I looked at her jewelry knowing this was not even half of it. I also knew that she didn’t know or care where the rest of it was due to loaning out so many beautiful things. If you ever admired something in her presence, it quickly became your own because, she made claims on very little.
I saw my favorite shirt of hers. The last time I saw her in it was at our women’s bible study this fall. I remembered her telling me that she was worried because her right side had started to freeze up. She showed me the remnants of her coffee that she dropped and spilled because her hand had spontaneously given way. I felt sick inside.
I saw the salmon blouse that she was wearing the last time I saw her walking. We were at a cookout together in October where we sat and chatted. She leaned forward and told me that she wanted me to come over sometime. She wanted me to sit by her bed with her and pray.
I stood there taking in her amazing sense of style and relaxed beauty. My friend, Julianna and I still laugh at the time we were at a TCBY last spring, and Syd randomly walked through the door. Frozen Yogurt had become a new “obsession”.
We looked at her dressed in a cute short, brown dress, a bright pashmina, and rain boots with polka dots on them. There was not a cloud in the sky, and she looked stunning.
All of it just rushed over me as I ran my fingers across her fleece. Wondering. Just wondering.
When I sat back down, she asked me if I had ever had a certain type of cookie that she loved. She asked me to go and preheat the oven, because she was going to get up and make some for me and my girls. I smiled and went into the kitchen.
I did not know what to do. I felt so aimless, small, and out of control thinking over the last few months. I stood all alone in the quiet and just prayed. Prayed that my friend would walk again. Paint again. Dazzle again. Obsess again. Glow again.

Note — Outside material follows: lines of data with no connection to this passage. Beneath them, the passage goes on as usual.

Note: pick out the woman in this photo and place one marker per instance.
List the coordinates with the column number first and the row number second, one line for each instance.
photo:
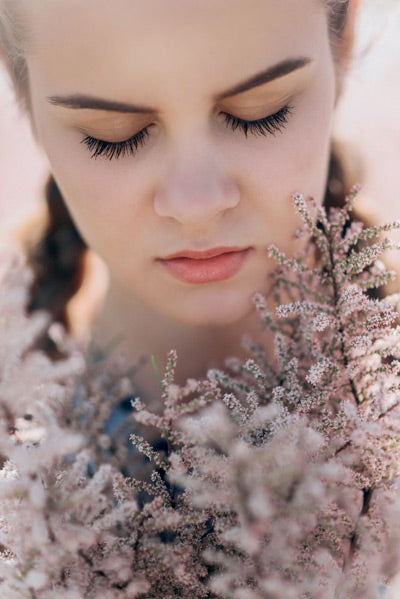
column 176, row 133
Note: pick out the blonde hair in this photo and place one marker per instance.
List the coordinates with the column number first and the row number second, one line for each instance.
column 57, row 254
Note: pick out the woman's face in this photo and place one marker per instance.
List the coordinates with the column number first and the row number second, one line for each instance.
column 183, row 76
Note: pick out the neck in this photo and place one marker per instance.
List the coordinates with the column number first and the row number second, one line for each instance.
column 141, row 332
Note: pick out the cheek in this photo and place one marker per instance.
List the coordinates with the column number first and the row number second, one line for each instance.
column 105, row 198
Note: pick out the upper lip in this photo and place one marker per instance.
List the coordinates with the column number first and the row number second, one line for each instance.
column 204, row 254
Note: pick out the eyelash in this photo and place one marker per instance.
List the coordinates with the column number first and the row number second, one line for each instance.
column 113, row 150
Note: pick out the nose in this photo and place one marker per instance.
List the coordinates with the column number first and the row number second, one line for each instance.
column 195, row 189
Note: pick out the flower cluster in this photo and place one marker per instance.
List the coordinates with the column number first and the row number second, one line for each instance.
column 276, row 478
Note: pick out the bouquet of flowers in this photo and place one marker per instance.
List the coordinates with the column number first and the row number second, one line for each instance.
column 276, row 478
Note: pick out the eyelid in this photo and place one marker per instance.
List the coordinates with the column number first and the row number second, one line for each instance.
column 268, row 125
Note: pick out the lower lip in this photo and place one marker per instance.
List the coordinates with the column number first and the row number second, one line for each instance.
column 207, row 270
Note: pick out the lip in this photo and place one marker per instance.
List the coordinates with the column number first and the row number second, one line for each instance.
column 206, row 266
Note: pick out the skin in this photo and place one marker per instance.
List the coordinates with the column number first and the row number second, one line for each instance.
column 195, row 183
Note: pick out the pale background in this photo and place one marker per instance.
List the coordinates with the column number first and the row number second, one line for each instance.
column 368, row 115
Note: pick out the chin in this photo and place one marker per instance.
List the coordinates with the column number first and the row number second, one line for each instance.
column 212, row 310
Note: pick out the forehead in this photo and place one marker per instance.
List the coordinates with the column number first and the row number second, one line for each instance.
column 156, row 43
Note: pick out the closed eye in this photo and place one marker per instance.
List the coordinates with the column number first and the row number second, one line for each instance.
column 268, row 125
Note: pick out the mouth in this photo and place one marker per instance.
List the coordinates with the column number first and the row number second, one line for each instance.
column 206, row 266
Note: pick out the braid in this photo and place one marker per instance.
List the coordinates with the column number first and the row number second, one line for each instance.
column 57, row 259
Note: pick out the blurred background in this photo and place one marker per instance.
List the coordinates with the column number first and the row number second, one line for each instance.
column 368, row 116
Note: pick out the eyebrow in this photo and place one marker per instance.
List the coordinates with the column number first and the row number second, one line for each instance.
column 79, row 102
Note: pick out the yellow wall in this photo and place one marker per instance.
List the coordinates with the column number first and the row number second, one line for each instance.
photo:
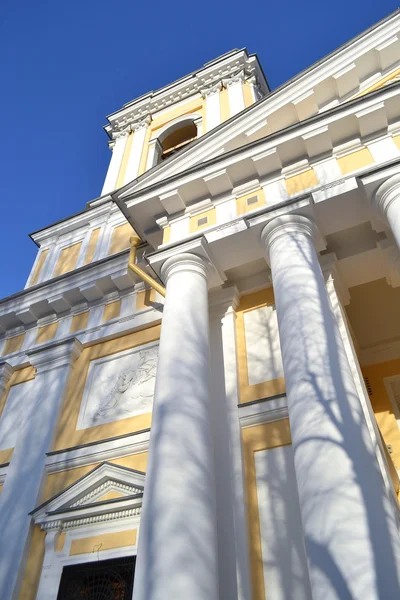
column 39, row 267
column 67, row 435
column 104, row 541
column 255, row 439
column 303, row 181
column 124, row 162
column 57, row 482
column 111, row 311
column 241, row 202
column 120, row 238
column 210, row 215
column 67, row 259
column 355, row 160
column 248, row 392
column 382, row 406
column 13, row 344
column 20, row 376
column 94, row 236
column 33, row 569
column 380, row 83
column 79, row 322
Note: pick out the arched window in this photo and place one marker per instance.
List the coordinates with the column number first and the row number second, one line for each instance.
column 177, row 139
column 173, row 137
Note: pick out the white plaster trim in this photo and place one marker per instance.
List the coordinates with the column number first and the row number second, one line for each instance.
column 264, row 411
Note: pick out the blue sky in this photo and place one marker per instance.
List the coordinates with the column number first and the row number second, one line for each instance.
column 65, row 65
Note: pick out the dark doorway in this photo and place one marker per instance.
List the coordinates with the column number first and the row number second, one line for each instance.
column 102, row 580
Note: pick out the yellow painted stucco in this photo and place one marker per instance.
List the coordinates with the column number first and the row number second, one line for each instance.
column 57, row 482
column 13, row 344
column 302, row 181
column 79, row 322
column 247, row 392
column 20, row 376
column 120, row 238
column 355, row 160
column 5, row 455
column 39, row 266
column 46, row 333
column 224, row 105
column 396, row 139
column 67, row 259
column 94, row 236
column 241, row 202
column 210, row 215
column 383, row 81
column 67, row 434
column 124, row 162
column 248, row 95
column 166, row 234
column 33, row 569
column 104, row 541
column 382, row 406
column 111, row 310
column 255, row 439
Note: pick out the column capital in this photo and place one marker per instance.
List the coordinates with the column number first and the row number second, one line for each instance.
column 290, row 224
column 56, row 355
column 185, row 262
column 6, row 370
column 386, row 194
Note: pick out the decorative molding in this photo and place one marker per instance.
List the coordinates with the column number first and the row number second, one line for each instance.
column 212, row 74
column 126, row 445
column 263, row 411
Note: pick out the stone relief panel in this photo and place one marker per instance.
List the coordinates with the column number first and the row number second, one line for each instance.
column 119, row 386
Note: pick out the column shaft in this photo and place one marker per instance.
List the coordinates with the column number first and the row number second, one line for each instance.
column 351, row 539
column 177, row 540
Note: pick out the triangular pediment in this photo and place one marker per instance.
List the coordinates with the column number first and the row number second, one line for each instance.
column 349, row 72
column 107, row 488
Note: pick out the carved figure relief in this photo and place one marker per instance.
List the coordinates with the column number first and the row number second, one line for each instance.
column 119, row 386
column 133, row 387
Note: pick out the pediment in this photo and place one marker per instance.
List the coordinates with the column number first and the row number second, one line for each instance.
column 343, row 75
column 107, row 489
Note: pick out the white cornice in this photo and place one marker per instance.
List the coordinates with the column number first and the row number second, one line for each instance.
column 250, row 119
column 208, row 77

When I sat back down with her, I could tell she was getting tired. Though our talking got slower and quieter, she told me about all of the things she wanted to do this year. All of the things she wanted to learn. I listened to her idea of a taking a trip on a bike designed by a friend to accommodate her special needs. She mentioned kayaking, and a list of other things.
She began to close her eyes more often, and I ran my fingers through her hair. She smiled. I said that it was so soft and pretty. Her eyes were closed as she said, “My hairdresser came yesterday, and I had it done. I’m obsessed with her.” I smiled.

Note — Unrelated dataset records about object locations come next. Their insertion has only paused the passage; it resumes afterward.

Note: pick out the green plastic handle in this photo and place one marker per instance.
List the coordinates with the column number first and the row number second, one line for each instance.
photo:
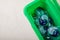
column 51, row 6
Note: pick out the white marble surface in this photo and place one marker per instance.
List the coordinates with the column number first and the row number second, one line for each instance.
column 13, row 24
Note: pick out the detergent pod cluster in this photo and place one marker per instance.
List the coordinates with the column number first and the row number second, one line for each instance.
column 45, row 24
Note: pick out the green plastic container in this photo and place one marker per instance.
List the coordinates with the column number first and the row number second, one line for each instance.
column 51, row 6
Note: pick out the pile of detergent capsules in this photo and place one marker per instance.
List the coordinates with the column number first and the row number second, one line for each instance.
column 45, row 24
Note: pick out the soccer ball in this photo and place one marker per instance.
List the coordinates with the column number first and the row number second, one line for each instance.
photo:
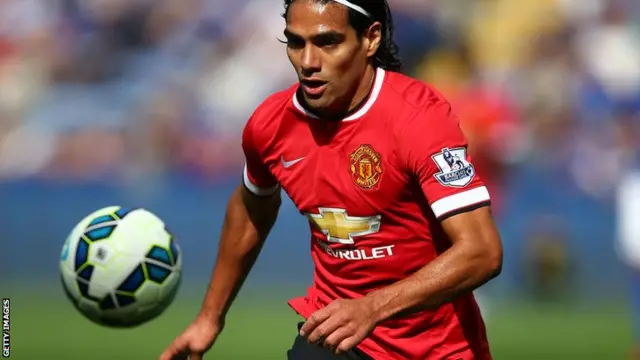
column 121, row 267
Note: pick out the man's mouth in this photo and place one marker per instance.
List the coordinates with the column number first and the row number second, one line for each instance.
column 313, row 87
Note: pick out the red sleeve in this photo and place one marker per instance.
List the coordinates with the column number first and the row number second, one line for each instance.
column 433, row 149
column 256, row 175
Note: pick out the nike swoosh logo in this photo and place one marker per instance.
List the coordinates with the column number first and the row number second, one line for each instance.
column 288, row 164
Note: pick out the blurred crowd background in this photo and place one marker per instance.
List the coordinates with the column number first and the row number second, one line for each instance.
column 143, row 102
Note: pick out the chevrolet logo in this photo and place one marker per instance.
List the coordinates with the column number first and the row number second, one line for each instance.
column 342, row 228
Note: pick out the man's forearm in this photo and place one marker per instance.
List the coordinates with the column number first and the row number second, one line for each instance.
column 246, row 226
column 460, row 269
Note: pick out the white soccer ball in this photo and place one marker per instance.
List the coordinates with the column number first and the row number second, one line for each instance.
column 121, row 267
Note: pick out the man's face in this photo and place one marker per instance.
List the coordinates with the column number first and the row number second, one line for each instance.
column 325, row 51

“Sydney,” I said, “I’m going to go and let you get some rest” still running my fingers through her hair. It felt like a baby chick. I stood up and heard her trying to recite the fruits of the spirit. With her eyes closed, she got stuck on one. I leaned down to give her a hug and whispered the word ‘gentleness’ in her ear.
As I was leaving she said, “Carrie, you know what verse I’m going to put on our Christmas card this year?” I stopped and turned around. She said “what Mary said,” with her eyes closed. I asked if she meant what Mary said to the angel Gabriel. She nodded trying to recall it. I recited, “I am the Lord’s servant. May it be to me as you have said.” She nodded, and I left quietly.
As I walked away, I treasured up all of the things and pondered them in my heart.